Deduplication may also reduce network load: if, during a backup, a file or a disk block is found to be a duplicate of an already stored one, its content is not transferred over the network.
Deduplication is performed on disk blocks (block-level deduplication) and on files (file-level deduplication), for disk-level and file-level backups respectively.
In Acronis Backup & Recovery 10, deduplication consists of two steps:
Deduplication at source
Performed on a managed machine during backup. Acronis Backup & Recovery 10 Agent uses the storage node to determine what data can be deduplicated, and does not transfer the data whose duplicates are already present in the vault.
Deduplication at target
Performed in the vault after a backup is completed. The storage node analyses the vault’s archives and deduplicates data in the vault.
When creating a backup plan, you have the option to turn off deduplication at source for that plan. This may lead to faster backups but a greater load on the network and storage node.

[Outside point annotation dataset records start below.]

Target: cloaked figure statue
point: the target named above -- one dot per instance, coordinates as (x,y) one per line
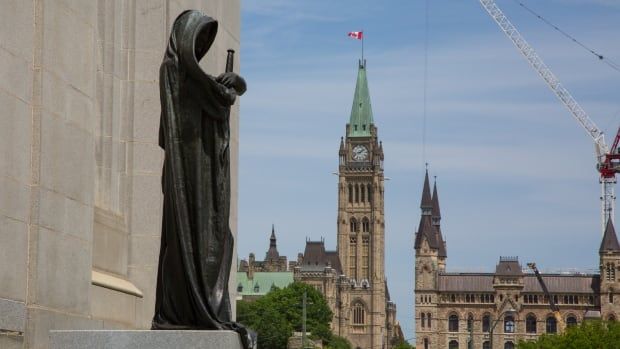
(196,241)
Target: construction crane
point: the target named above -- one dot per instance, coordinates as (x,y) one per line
(608,160)
(554,307)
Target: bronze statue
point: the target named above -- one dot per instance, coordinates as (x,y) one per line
(196,242)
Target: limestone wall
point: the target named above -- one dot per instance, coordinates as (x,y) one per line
(80,193)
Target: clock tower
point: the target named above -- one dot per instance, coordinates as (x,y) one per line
(361,224)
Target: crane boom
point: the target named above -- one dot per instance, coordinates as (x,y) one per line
(541,68)
(607,162)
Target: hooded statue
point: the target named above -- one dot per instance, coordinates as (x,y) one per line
(196,243)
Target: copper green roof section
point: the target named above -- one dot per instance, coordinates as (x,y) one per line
(361,111)
(262,282)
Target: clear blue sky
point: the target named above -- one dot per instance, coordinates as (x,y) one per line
(515,171)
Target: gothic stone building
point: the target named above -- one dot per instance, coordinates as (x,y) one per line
(453,308)
(273,261)
(363,311)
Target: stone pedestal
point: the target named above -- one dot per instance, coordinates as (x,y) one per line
(104,339)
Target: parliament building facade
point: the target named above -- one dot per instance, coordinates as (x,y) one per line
(496,310)
(352,277)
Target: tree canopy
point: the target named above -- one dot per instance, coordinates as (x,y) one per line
(588,335)
(277,314)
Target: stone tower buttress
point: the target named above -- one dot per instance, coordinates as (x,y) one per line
(609,254)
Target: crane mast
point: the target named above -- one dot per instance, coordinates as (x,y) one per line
(607,164)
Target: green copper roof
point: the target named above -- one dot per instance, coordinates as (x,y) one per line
(262,282)
(361,111)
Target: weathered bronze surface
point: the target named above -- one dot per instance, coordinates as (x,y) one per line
(196,243)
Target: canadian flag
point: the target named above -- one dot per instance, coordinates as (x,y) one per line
(356,35)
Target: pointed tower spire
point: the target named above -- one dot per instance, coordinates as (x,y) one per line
(427,202)
(436,219)
(436,210)
(610,240)
(272,239)
(361,111)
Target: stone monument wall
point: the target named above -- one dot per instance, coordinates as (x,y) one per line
(80,167)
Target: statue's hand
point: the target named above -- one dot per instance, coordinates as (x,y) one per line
(234,81)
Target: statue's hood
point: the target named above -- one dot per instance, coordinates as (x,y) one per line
(193,34)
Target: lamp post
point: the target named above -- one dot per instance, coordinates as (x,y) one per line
(511,312)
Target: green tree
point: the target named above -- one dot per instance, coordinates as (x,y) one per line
(589,335)
(276,315)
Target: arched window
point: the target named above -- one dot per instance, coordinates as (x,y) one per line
(353,225)
(552,325)
(358,313)
(486,323)
(365,225)
(453,323)
(530,323)
(350,193)
(509,324)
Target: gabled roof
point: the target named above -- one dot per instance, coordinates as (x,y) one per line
(483,282)
(508,266)
(610,240)
(426,230)
(316,258)
(262,282)
(361,111)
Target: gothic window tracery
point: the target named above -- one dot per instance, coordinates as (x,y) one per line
(551,325)
(509,324)
(358,313)
(571,320)
(453,323)
(365,257)
(486,323)
(610,272)
(530,323)
(365,225)
(350,193)
(352,256)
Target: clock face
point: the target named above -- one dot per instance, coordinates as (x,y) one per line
(360,153)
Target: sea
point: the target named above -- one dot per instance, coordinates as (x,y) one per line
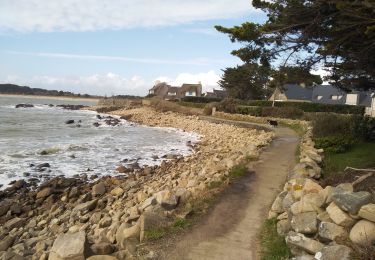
(38,135)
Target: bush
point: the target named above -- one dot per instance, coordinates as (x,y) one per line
(364,128)
(331,125)
(164,106)
(308,106)
(228,105)
(207,110)
(334,144)
(282,112)
(247,110)
(201,99)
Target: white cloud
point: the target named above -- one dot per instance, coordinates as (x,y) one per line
(92,15)
(209,79)
(110,83)
(195,61)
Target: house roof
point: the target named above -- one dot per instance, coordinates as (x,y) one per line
(326,92)
(296,92)
(365,99)
(173,89)
(190,87)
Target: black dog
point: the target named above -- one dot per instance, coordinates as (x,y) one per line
(273,123)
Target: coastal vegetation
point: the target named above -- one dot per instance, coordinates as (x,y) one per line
(298,37)
(273,246)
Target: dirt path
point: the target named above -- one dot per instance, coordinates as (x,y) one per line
(231,229)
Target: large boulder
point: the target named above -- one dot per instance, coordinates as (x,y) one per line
(6,242)
(331,231)
(363,233)
(102,257)
(339,216)
(69,246)
(44,193)
(98,189)
(102,248)
(124,233)
(305,223)
(277,205)
(283,227)
(166,199)
(304,243)
(351,201)
(335,252)
(117,192)
(86,206)
(14,223)
(367,212)
(4,207)
(151,220)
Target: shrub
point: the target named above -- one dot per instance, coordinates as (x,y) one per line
(207,110)
(164,106)
(334,144)
(364,128)
(307,106)
(331,124)
(283,112)
(228,105)
(201,99)
(248,110)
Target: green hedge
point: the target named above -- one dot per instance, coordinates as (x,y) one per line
(201,99)
(309,107)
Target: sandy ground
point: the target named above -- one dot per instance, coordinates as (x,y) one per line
(231,230)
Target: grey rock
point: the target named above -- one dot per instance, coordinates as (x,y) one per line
(350,201)
(6,242)
(86,206)
(335,252)
(305,223)
(331,231)
(302,242)
(14,223)
(102,248)
(98,189)
(69,246)
(367,212)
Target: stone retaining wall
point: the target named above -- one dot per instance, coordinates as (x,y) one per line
(322,223)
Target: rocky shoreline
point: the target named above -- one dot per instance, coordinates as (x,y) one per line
(72,218)
(323,223)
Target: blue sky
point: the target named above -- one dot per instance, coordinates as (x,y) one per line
(117,46)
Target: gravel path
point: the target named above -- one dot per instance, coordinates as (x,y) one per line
(231,229)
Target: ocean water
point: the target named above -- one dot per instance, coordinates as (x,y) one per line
(71,150)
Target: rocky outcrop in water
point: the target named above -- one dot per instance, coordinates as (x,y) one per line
(24,105)
(71,218)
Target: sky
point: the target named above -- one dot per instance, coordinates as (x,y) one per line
(117,47)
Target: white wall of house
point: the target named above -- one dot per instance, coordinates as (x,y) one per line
(351,99)
(370,111)
(191,94)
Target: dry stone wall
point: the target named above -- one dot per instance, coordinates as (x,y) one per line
(322,223)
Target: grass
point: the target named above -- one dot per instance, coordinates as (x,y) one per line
(215,184)
(273,246)
(251,158)
(238,171)
(191,104)
(296,127)
(155,233)
(361,155)
(181,224)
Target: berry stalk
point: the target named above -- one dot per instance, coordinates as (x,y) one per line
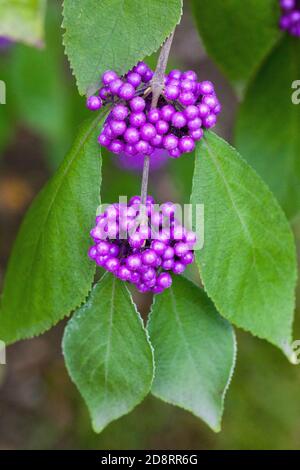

A managed centralized vault where deduplication is enabled is called a deduplicating vault. When you create a managed centralized vault, you can specify whether to enable deduplication in it. A deduplicating vault cannot be created on a tape device.
Acronis Backup & Recovery 10 Storage Node managing a deduplicating vault, maintains the deduplication database, which contains the hash values of all items stored in the vault—except for those that cannot be deduplicated, such as encrypted files.
The deduplication database is stored in the folder which is specified by the Database path in the Create centralized vault view when creating the vault. Deduplication database can be created in a local folder only.
The size of the deduplication database is about one percent of the total size of archives in the vault. In other words, each terabyte of new (non-duplicate) data adds about 10 GB to the database.
In case the database is corrupted or the storage node is lost, while the vault retains archives and the service folder containing metadata, the new storage node rescans the vault and re-creates the database.